Sunday, February 26, 2012

Multi-Node Hadoop Cluster On Ubuntu Linux

In my previous post,Hadoop 1.0.0 single node configuration on ubuntu deals with hadoop 1.0.0 version, but it is very difficult to configure multi-node setup on ubuntu with hadoop 1.0.0 in the same way. Therefore here I used the following configuration

OS:ubuntu 10.04
Hadoop version: 0.22.0

A small Hadoop cluster will include a single master and multiple worker nodes. But here I am using two machines, one for master and other for slave. The master node consists of a JobTracker, TaskTracker, NameNode, and DataNode.A slave acts as both a DataNode and TaskTracker.

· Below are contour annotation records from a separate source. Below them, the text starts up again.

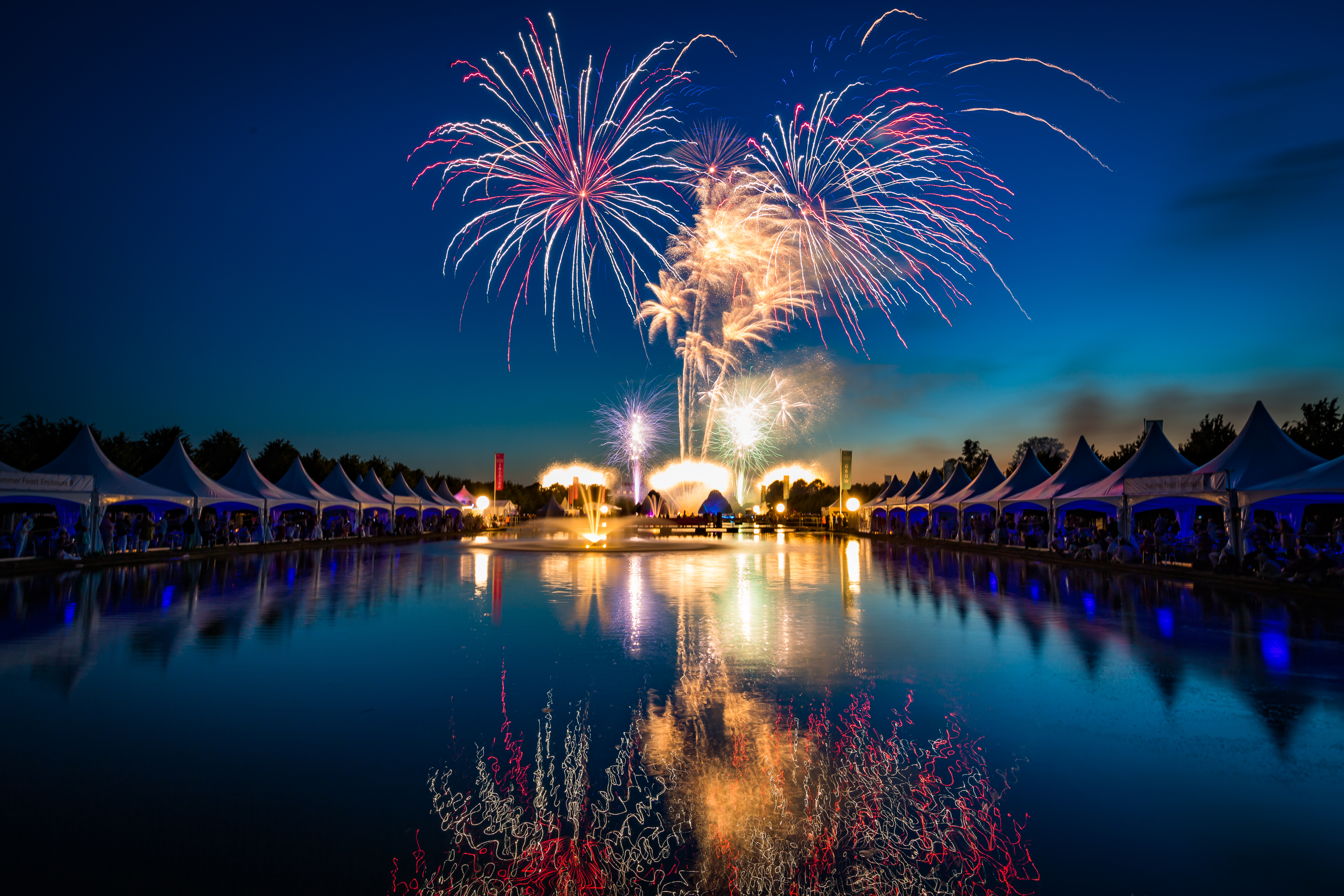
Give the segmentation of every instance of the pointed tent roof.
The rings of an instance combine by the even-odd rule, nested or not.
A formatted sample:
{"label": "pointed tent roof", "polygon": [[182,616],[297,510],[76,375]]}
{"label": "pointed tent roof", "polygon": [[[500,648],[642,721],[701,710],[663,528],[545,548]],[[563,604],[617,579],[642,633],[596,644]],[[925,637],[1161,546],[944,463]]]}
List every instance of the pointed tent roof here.
{"label": "pointed tent roof", "polygon": [[349,474],[345,473],[345,467],[340,463],[337,463],[336,469],[331,472],[331,476],[323,480],[323,488],[336,497],[353,501],[355,504],[387,504],[387,501],[375,498],[372,494],[355,485],[355,481],[349,478]]}
{"label": "pointed tent roof", "polygon": [[555,502],[555,496],[551,496],[551,500],[546,502],[544,508],[536,512],[536,516],[550,517],[550,516],[567,516],[567,514],[564,513],[564,508],[562,508],[559,504]]}
{"label": "pointed tent roof", "polygon": [[448,506],[465,506],[461,501],[457,500],[457,496],[453,494],[453,490],[448,488],[448,480],[438,481],[438,488],[434,489],[434,494],[444,498],[444,502]]}
{"label": "pointed tent roof", "polygon": [[[340,466],[337,463],[337,466]],[[313,481],[313,477],[308,476],[308,470],[304,469],[304,462],[300,458],[294,458],[294,462],[289,465],[289,472],[280,477],[277,482],[280,488],[286,492],[293,492],[294,494],[302,494],[313,501],[321,501],[323,504],[349,504],[348,498],[341,498]]]}
{"label": "pointed tent roof", "polygon": [[[1031,451],[1028,451],[1031,454]],[[1078,437],[1078,445],[1074,446],[1074,453],[1068,455],[1064,465],[1059,467],[1052,477],[1042,482],[1034,489],[1027,489],[1021,494],[1015,496],[1017,501],[1048,501],[1056,494],[1063,494],[1066,492],[1075,492],[1085,485],[1091,485],[1093,482],[1099,482],[1110,476],[1110,467],[1101,462],[1091,446],[1087,445],[1087,439],[1082,435]]]}
{"label": "pointed tent roof", "polygon": [[429,477],[426,477],[423,473],[421,473],[421,481],[415,484],[415,488],[411,489],[411,492],[425,498],[425,501],[427,501],[430,506],[437,506],[437,508],[453,506],[444,498],[434,494],[434,489],[429,488]]}
{"label": "pointed tent roof", "polygon": [[1000,482],[997,488],[981,494],[980,500],[985,504],[996,504],[1016,498],[1023,492],[1036,488],[1048,478],[1050,472],[1040,465],[1040,458],[1036,457],[1036,453],[1027,451],[1021,458],[1021,463],[1012,472],[1012,476]]}
{"label": "pointed tent roof", "polygon": [[261,470],[258,470],[257,465],[251,462],[251,455],[247,454],[247,451],[238,455],[238,459],[234,461],[233,469],[219,477],[219,484],[233,489],[234,492],[242,492],[243,494],[265,498],[266,502],[273,506],[282,506],[285,504],[313,506],[317,504],[312,498],[304,497],[302,494],[294,494],[293,492],[286,492],[278,485],[274,485],[270,480],[261,474]]}
{"label": "pointed tent roof", "polygon": [[952,476],[949,476],[948,481],[942,484],[942,488],[925,498],[923,502],[930,508],[934,505],[949,504],[952,496],[964,490],[968,485],[970,485],[970,474],[966,473],[966,467],[958,462],[957,469],[952,472]]}
{"label": "pointed tent roof", "polygon": [[934,492],[942,488],[942,473],[933,470],[929,473],[929,478],[925,484],[919,486],[919,490],[910,497],[910,504],[923,504],[925,500]]}
{"label": "pointed tent roof", "polygon": [[919,494],[919,489],[922,488],[923,488],[923,481],[919,478],[919,474],[915,473],[914,470],[910,470],[910,478],[906,480],[906,484],[900,486],[896,490],[896,493],[892,494],[891,498],[888,500],[894,501],[896,498],[900,498],[902,501],[909,502],[910,498]]}
{"label": "pointed tent roof", "polygon": [[1144,476],[1184,476],[1193,469],[1195,465],[1181,457],[1180,451],[1172,447],[1167,434],[1154,426],[1148,430],[1134,457],[1125,461],[1120,469],[1091,485],[1059,494],[1056,501],[1120,500],[1125,493],[1125,480]]}
{"label": "pointed tent roof", "polygon": [[965,504],[966,501],[974,501],[980,496],[985,494],[991,489],[1003,485],[1004,474],[995,463],[995,455],[991,454],[985,458],[985,465],[980,469],[980,473],[972,480],[970,485],[957,492],[956,494],[949,494],[946,504]]}
{"label": "pointed tent roof", "polygon": [[387,490],[387,486],[383,485],[383,481],[378,478],[378,474],[372,469],[364,474],[359,488],[364,494],[372,494],[379,501],[390,502],[392,500],[392,493]]}
{"label": "pointed tent roof", "polygon": [[[415,494],[415,492],[411,489],[410,484],[406,482],[406,476],[403,473],[398,473],[396,474],[396,481],[392,482],[391,492],[392,492],[392,494],[395,494],[399,498],[410,498],[411,504],[425,504],[425,498],[422,498],[421,496]],[[438,505],[435,504],[434,506],[438,506]]]}
{"label": "pointed tent roof", "polygon": [[261,505],[261,500],[255,494],[247,494],[227,485],[220,485],[202,473],[200,467],[192,463],[191,457],[187,455],[187,449],[183,447],[181,439],[176,439],[172,447],[168,449],[164,459],[159,461],[155,469],[145,473],[141,478],[145,482],[160,485],[173,492],[192,494],[200,498],[202,506],[212,504]]}
{"label": "pointed tent roof", "polygon": [[1265,404],[1255,402],[1246,426],[1232,443],[1195,473],[1230,473],[1232,489],[1259,488],[1265,482],[1301,473],[1325,458],[1316,457],[1281,430]]}
{"label": "pointed tent roof", "polygon": [[144,480],[137,480],[116,463],[98,447],[98,441],[93,437],[93,430],[85,426],[75,435],[70,446],[60,455],[42,466],[34,473],[56,473],[62,476],[94,476],[98,485],[98,494],[103,500],[126,501],[141,498],[148,501],[172,501],[173,504],[190,504],[191,498],[183,492],[153,485]]}
{"label": "pointed tent roof", "polygon": [[700,504],[699,513],[732,513],[732,505],[723,497],[723,492],[714,489]]}
{"label": "pointed tent roof", "polygon": [[896,492],[899,492],[903,488],[905,482],[900,481],[900,477],[892,476],[891,481],[887,482],[886,488],[878,492],[878,497],[872,498],[863,506],[880,506],[887,498],[894,497]]}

I assigned the IP address 192.168.0.1 to the master machine and 192.168.0.2 to the slave machine.





Step 1: Install oracle jdk

Follow this step on both master and slave.

Add the repository to your apt-get:
$sudo apt-get install python-software-properties
$sudo add-apt-repository ppa:sun-java-community-team/sun-java6

Update the source list
$sudo apt-get update
Install sun-java6-jdk
$ sudo apt-get install sun-java6-jdk
Select Sun’s Java as the default on your machine.
$ sudo update-java-alternatives -s java-6-sun
After the installation check the java version using
hadooptest@hadooptest-VM$java -version
java version "1.6.0_20"
Java(TM) SE Runtime Environment (build 1.6.0_20-b02)
Java HotSpot(TM) Client VM (build 16.3-b01, mixed mode, sharing)
Part 2: Configure the networkYou must change the /etc/hosts file with the details of the master and slave IP. Open /etc/hosts file in both master and slave using.
$sudo vi /etc/hosts
And add the following lines
192.168.0.1     master
192.168.0.2     slave
Part 3: Create hadoop user

In this step, we will create a new user and group in master and slave to run the hadoop. Here I added user 'hduser' with in the group 'hd' using following commands.
$sudo addgroup hd
$sudo adduser --ingroup hd hduser
Part 4: SSH Setup

Install ssh on master and slave using
$sudo apt-get install ssh
Let’s configure password less shh between master and slave.
$ su - hduser
$ssh-keygen -t rsa -P ""
$cat ~/.ssh/id_rsa.pub >> ~/.ssh/authorized_keys

On the Master machine run the following
$hduser@master:~$ ssh-copy-id -i $HOME/.ssh/id_rsa.pub hduser@slave
Test the ssh configuration on master :
$ ssh master
$ ssh slave
If the ssh configuration is correct. the above command does nor ask for password.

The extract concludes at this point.